Learning Summary Statistics for Bayesian Inference with Autoencoders

Weaknesses 1- The context of the method is correctly presented, but I feel like there is a lack of motivation. In particular, the number of refences is quite low, ~10. Still, I'm not an expert in this field but it still feels that some information and references on where/why it is useful and/or practical is missing.

Bayesian inference with stochastic models has a large number of practical applications. Unfortunately, the Bayesian posterior typically depends on very high-dimensional integrals. Therefore, finding good summary statistics is critical for all methods that attempt to circumvent direct numerical evaluation of these integrals. Machine learning offers new and exciting methods of learning such statistics, and our contribution goes in this direction. We do not want to give an exhaustive overview over the vast literature on this problem, but rather cite some key papers in which the reader can find more relevant references. In the revised manuscript, we have added another key reference ([Greenberg et al., 2019]). Because one of our methods, ENCA, does not necessarily require access to the model parameters, it can potentially be applied in a much broader context of feature learning. We have added this outlook to the Introduction:

“What distinguishes our approach from other information-theoretic machine learning algorithms such as the ones recently presented in \cite{cvitkovic_2019_MinSuffStatML} and \cite{chen2020MLsufficientStats}, is the possibility to use {\em explicit} noise information. This makes our approach also applicable in situations where only noise-, but no parameter-information is available, as could be the case in observed rather than simulated data. As an example, we might want to use it to remove rain-features (rain playing the role of the noise) from hydrological runoff time-series in order to distill runoff-features that stem from the catchments themselves. We will examine this application in future publications.”

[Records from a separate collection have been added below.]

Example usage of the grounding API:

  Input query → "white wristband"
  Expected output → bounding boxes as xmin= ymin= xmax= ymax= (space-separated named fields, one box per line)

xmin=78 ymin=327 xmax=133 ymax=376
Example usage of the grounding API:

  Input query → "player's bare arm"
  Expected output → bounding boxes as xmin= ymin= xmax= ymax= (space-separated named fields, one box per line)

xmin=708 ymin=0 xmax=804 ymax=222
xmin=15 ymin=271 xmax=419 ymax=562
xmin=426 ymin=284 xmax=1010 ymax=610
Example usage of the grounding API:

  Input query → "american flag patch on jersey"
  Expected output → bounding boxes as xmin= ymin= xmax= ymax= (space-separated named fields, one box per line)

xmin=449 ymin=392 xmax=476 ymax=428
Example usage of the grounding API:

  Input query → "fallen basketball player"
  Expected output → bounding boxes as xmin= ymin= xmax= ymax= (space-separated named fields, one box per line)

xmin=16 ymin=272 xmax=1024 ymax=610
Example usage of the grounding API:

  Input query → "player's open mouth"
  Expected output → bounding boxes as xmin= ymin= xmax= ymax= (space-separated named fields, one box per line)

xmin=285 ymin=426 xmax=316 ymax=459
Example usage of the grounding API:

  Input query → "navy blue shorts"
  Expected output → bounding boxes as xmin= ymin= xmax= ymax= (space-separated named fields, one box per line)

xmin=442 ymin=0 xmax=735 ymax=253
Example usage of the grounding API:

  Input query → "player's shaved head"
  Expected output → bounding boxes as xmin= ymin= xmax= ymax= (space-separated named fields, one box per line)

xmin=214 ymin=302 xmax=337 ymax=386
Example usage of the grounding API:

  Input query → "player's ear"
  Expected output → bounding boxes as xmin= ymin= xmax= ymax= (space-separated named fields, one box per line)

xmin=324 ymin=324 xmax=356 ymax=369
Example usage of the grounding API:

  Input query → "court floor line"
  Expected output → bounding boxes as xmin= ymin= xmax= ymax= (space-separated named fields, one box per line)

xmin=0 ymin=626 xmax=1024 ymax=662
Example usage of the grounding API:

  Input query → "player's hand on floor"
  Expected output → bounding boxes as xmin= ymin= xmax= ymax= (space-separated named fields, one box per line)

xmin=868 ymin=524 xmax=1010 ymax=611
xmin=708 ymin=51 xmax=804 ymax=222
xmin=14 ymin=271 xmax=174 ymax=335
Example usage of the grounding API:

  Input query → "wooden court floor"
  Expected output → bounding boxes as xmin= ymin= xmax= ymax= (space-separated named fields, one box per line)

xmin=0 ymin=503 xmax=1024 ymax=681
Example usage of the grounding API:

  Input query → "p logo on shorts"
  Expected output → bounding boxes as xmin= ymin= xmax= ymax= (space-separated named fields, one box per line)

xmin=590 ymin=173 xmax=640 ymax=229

2- In relation with the previous remark, the chosen example are not motivated clearly to me.

The motivation of the first example (eq. (9) in the revised manuscript) is to use a simple stochastic model that can exhibit very different behavior, even for fixed parameters (akin to phases in statistical mechanics). In such cases, it is typically necessary to use more summary statistics than parameters in order to distinguish these different types of behavior. The motivation behind the second model (eq. (13)) is to use a simple example for the common situation where we have more noise degrees of freedom (epsilon and alpha time series) than outputs (x time series). Integrating out the excess degrees of noise typically takes us outside of the exponential family where there is no bounded set of sufficient summary statistics any more. Our results show that, even in this situation, a satisfactory approximation of the posterior is achieved with a small number of statistics and that our proposed methods can find them.

3- A part of the discussion is about the need to add "auxiliary" summary statistics, however it is not clear how to do it in general ?, in the first example a choice is made based upon prior knowledge of the problem. In the second one, it is not even discussed.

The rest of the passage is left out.